Daily Vaper

Science Lesson: Model Shopping – The Real Problem With Epidemiology

Photo via Shutterstock

Carl V. Phillips Contributor
Font Size:

Before data turns into study results, it must be run through a statistical model chosen be the researchers. While it is possible to keep this simple, that is still a choice; the data never speaks for itself. The choices matter, and so “shopping around” among models creates opportunities for typical minor fudging and occasional out-and-out lying. Understanding this is useful for anyone who wants to understand the research about vaping — or about nutrition, environmental pollutants or most any other health-related research in the news.

For a few types of studies the best statistical model is fairly obvious. For a randomized experiment, researchers just count up the outcome events in each group. Other bells-and-whistles can be reported also, but if that simple statistic is not reported, it becomes fairly obvious that the researchers are attempting to mislead. But for most epidemiology, and social science more generally, there is no simple obvious choice, and so model choices will typically create misleading results without it being obvious.

For example, consider incorporating age in a epidemiological model, which is usually necessary because age has a large effect on most outcomes. The research might put subject age into the statistical calculation as a continuous variable, forcing the model to make particular “assumptions:” for example, that the effect of being 40 rather than 30 is the same as the effect of being 50 rather than 40. Or the researchers can divide subjects into two or more age groups (e.g. 18-25, 26-40, etc.), and then either include a variable for each, or analyze each group separately (called “stratifying”).

The exposure itself can be measured in different ways (e.g., ever tried vaping, vaped at least once recently, vapes every day), as can the outcome. All available data can be analyzed or just some of it. For most variables the researchers also have the option of just leaving it out of the model. There can be hundreds of choices to make, many of which offer literally infinite options. So which one do researchers choose?

Ideally researchers would decide on the right model based on theory and previous results, without looking at their data first, and then run it. While this not completely practical, it is possible to do a reasonable imitation of this. In practice, however, researchers usually run many plausible statistical models and cherrypick one that produces the “best” results for their data. They then report as if it were the only model they considered, often backfilling a story for why it seemed right from the start. Since the model that produces the strongest associations in the data is usually considered “best,” this means research consistently overstates the associations. It is akin to choosing a photograph from a few snapshots because it makes you look most attractive. This has obvious advantages, but presenting a valid estimate of your average attractiveness is not one of them.

Sometimes the problem is not a mere creep toward overstating relationships. For junk science researchers like tobacco controllers, the common practice is to search through every possible model option, even those that are not plausible candidates for the best model, to find the one that produces the result that best supports their political goals.

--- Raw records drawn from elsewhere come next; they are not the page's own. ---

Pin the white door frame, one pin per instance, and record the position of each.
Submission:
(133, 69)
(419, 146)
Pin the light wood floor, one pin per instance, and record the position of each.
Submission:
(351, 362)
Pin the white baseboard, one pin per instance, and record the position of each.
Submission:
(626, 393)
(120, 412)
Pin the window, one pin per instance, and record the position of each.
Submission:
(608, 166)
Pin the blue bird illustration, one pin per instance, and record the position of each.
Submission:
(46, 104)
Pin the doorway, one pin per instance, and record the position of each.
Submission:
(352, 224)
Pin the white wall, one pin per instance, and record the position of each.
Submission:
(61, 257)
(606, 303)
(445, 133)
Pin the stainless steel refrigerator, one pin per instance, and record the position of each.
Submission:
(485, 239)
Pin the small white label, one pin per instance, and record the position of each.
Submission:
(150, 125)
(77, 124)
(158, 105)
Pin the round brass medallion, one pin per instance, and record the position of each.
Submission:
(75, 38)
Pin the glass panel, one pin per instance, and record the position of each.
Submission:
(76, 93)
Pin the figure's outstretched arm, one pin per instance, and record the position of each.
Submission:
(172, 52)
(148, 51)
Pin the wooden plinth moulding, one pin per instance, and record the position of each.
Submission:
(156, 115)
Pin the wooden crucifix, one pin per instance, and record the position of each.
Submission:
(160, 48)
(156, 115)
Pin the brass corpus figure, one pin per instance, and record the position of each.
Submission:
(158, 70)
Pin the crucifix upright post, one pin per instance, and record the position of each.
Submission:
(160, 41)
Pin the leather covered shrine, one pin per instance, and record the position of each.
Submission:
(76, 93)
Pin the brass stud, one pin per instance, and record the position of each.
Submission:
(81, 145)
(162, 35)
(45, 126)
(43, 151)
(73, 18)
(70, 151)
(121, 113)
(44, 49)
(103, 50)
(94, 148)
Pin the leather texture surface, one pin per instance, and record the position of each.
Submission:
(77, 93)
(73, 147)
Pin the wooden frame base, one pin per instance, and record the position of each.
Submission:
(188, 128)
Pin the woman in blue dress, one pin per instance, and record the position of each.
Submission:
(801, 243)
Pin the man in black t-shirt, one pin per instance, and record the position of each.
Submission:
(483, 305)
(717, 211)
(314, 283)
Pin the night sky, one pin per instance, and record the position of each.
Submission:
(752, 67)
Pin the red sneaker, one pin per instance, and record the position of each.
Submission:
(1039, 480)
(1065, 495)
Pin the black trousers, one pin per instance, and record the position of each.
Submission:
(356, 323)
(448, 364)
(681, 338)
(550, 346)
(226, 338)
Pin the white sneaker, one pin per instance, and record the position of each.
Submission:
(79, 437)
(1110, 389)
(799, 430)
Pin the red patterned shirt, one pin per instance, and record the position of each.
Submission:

This problem has become much talked-about recently, mostly in psychology and other social sciences (the epidemiology field is still largely silent about the problem). It goes by many names, but the most explanatory is “unreported multiple hypothesis testing.” When I first started studying the problem, when few people were talking about it, I labeled it “publication bias in situ”. Publication bias is often thought of as the “file drawer effect,” in which studies with boring or seemingly wrong results are filed away rather than appearing in journals. This causes the literature as a whole to be biased toward “interesting” and “proper” results. But far more publication bias takes place when a biased choice among many different models is reported. This bias exists in situ — within each study report itself — rather than only at the level of the literature as a whole.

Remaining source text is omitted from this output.